15 Things Only Irish People Who’ve Been Backpacking In Australia Will Know

Number 8: You never knew it was possible to miss your mam's roast dinner THIS MUCH.

Sydney Opera House and Ferry

1. There’s no Aussie equivalent to Penneys

And the clothes are crap. Seriously, what’s the deal with shelling out $40 for a plain white tank top and having it fall apart three weeks later?

2. People will assume you’re going to be drunk all of the time

Eye roll

“BUT YOU’RE IRISH. YOU LOVE A DRINK.” Yeah, the drunk Irish stereotype gets old real fast, guys.

3. Off licenses are called bottleos here

You discovered that on your first outing to get goon.

4. Every Australian thinks they’re Irish

You’re pretty sure that out of all the Australians you’ve met, about 75% have a great grandfather who lived in Cork.

5. Nobody understands a word you’re saying

You’ve slowed your accent way down and you don’t even bother using words like “quare” and “yoke” anymore.

6. You use the C word a whole lot more than you should do

Swearing Gif

Yeah, you know the one we mean. Acceptable in everyday conversation in Australia. Not so much when you’re back home gossiping about Mary from next door with your mammy at the dinner table.

7. The chocolate doesn’t taste the same

Why can’t we just get our hands on a normal Irish block of Dairy Milk for crying out loud?
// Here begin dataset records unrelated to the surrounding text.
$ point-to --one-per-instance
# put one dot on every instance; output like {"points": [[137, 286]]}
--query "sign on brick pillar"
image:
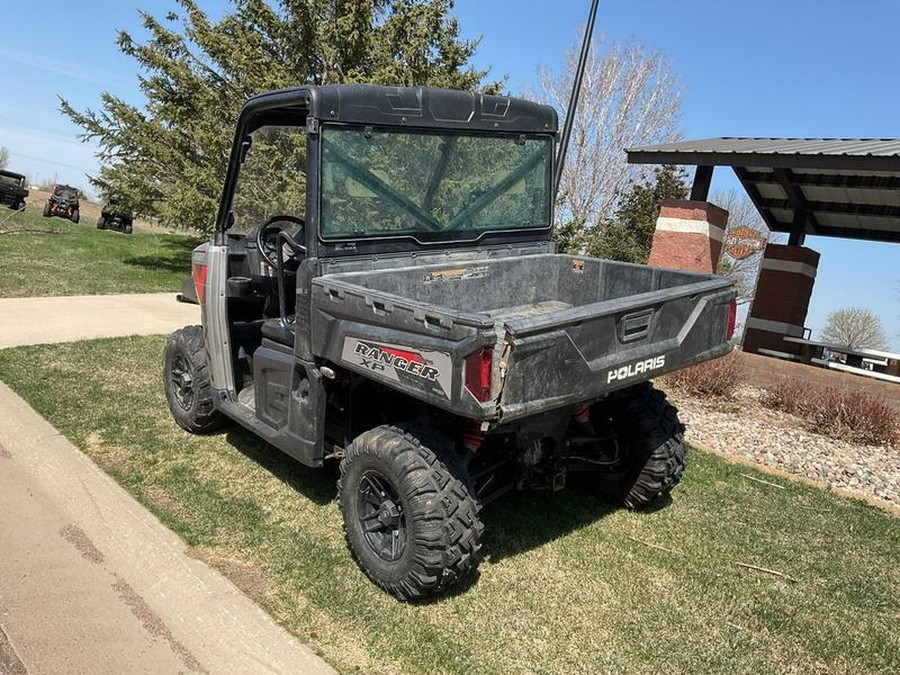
{"points": [[783, 291], [688, 236]]}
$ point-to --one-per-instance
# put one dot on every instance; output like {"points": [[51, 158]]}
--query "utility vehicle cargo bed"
{"points": [[562, 329]]}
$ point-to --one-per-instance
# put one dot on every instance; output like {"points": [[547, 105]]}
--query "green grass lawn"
{"points": [[68, 259], [567, 585]]}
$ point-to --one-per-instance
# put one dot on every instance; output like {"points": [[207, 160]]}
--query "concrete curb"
{"points": [[95, 583]]}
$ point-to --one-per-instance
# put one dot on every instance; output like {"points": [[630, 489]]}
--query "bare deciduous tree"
{"points": [[741, 213], [856, 328], [629, 97]]}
On that note, why does nowhere stock Tayto?!

8. You never knew it was possible to miss your mam’s roast dinner THIS MUCH

Or the €4 box from your chipper back home. Drool.

9. You’ve lost count of the amount of times you’ve been offered a Guinness

Barack Obama Guinness

While we’re on the topic, what’s a schooner when it’s at home and why does nobody here drink Fosters?

10. You’re permanently sunburnt

Yeah, thanks pale Irish skin.

11. What the feck are lollies?

Oh you mean jellies. Well why didn’t you say so?!

12. A shocking amount of people think Ireland and England are the same place

No gif

There is a large channel of water between us, PEOPLE. Not to mention a separate government, our own language… shall we go on?

13. Tim Tams are great but they’re no match for a chocolate Hobnob and a cup of your mam’s tea

That said, you’d give your left arm for one now that you’re back home.

14. You’re convinced there are more Irish here than actual Australians

Come to think of it, you’ve only spoken to about three real Aussies.

15. Everyone thinks you use phrases like “top of the morning to ya” and “to be sure, to be sure”

You don’t, though you’ve been known to pull them out at 3am in hopes of nabbing yourself a free drink.